„Nie ma cienia wątpliwości co do uczciwości prezesa PiS Jarosława Kaczyńskiego” – powiedziała rzeczniczka rządu Joanna Kopcińska, komentując zarzuty PO i publikacje, które ukazały się w "Gazecie Wyborczej". Dodała, że jest to kolejny polityczny atak na „przywódcę partii skutecznie zmieniającej Polskę”.

Działania PiS, działania Zjednoczonej Prawicy są odczuwane przez polskie rodziny, polskich emerytów, przedsiębiorców, to nie podoba się opozycji.

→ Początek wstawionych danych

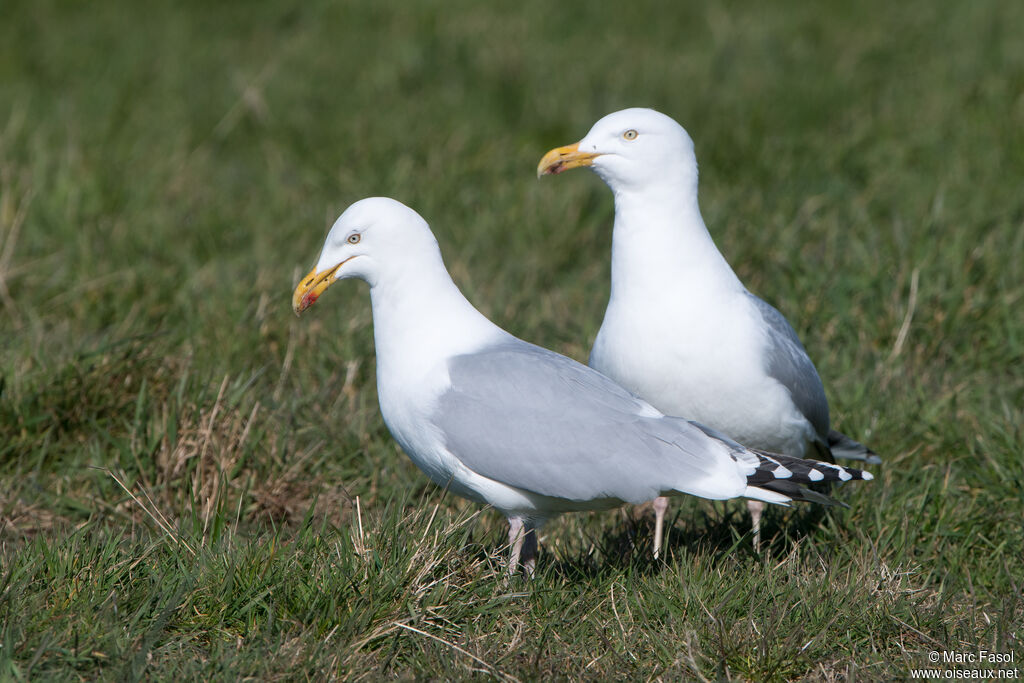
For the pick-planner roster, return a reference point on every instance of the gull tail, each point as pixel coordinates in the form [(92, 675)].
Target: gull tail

I to jest kolejny atak na osobę pana prezesa Jarosława Kaczyńskiego, żeby przedstawić go inaczej niż wygląda to faktycznie. Prezes Jarosław Kaczyński jest człowiekiem przede wszystkim bardzo uprzejmym, grzecznym we stosunku do kobiet, osobą niesamowicie uczciwą - powiedziała rzeczniczka rządu dziennikarzom w odpowiedzi na zawiadomienie do prokuratury o możliwości popełnienia przestępstwa przez Jarosława Kaczyńskiego złożone przez Platformę Obywatelską.

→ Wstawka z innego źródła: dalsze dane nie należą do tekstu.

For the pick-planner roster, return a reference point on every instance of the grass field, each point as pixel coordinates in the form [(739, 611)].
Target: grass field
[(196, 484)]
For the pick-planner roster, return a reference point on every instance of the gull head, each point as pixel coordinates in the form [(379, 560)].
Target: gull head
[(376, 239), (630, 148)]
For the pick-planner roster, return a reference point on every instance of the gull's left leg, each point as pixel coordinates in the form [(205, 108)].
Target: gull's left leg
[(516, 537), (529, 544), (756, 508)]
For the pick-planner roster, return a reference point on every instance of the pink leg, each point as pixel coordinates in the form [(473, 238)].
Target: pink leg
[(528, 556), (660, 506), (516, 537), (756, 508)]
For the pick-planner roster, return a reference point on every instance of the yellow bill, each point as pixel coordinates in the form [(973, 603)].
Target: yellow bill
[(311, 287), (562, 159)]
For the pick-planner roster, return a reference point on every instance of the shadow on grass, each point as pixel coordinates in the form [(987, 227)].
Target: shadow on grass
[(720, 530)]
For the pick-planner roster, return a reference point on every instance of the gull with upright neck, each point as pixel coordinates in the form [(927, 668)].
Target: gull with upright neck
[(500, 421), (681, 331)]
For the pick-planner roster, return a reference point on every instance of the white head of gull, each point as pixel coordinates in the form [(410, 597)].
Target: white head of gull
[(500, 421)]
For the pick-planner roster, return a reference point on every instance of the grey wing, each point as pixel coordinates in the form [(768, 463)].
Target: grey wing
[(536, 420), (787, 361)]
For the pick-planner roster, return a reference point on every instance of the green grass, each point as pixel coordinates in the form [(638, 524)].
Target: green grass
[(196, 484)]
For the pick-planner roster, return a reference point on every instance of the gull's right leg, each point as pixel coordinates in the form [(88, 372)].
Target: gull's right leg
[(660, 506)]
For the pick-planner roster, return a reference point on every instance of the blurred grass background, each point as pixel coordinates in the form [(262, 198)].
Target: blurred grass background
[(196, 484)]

Wczoraj posłowie PO wezwali prezesa PiS do ujawnienia całego majątku. W zawiadomieniu do prokuratury zarzucają mu m.in. płatną protekcję, powoływanie się na wpływy oraz przekroczenie uprawnień przez funkcjonariusza publicznego. Jest to związane z wtorkową publikacją "Gazety Wyborczej", która udostępniła stenogram nagrania rozmowy z lipca 2018 roku m.in. prezesa PiS z austriackim biznesmenem Geraldem Birgfellnerem. Dotyczyła ona planów budowy w Warszawie dwóch wieżowców. Z rozmowy prezesa PiS z biznesmenem wynika, że miała się tym zająć powiązana ze środowiskiem PiS spółka Srebrna.

Pytana o wnioski m.in. do prokuratury i PKW w związku z informacjami podanymi przez "GW", Kopcińska podkreśliła, że nie ma żadnego cienia wątpliwości" co do uczciwości prezesa PiS.

Składa stosowne dokumenty, oświadczenie majątkowe. Jest pod każdym względem, domyślam się, przez wiele osób, "prześwietlony", jego oświadczenia majątkowe są jawne, nie widzę absolutnie  żadnych podstaw do tego, żeby takie zawiadomienia kierować i traktuję to jako kolejną formę ataku politycznego na człowieka, który jest przywódcą partii, która skutecznie zmienia Polskę - powiedziała rzeczniczka rządu.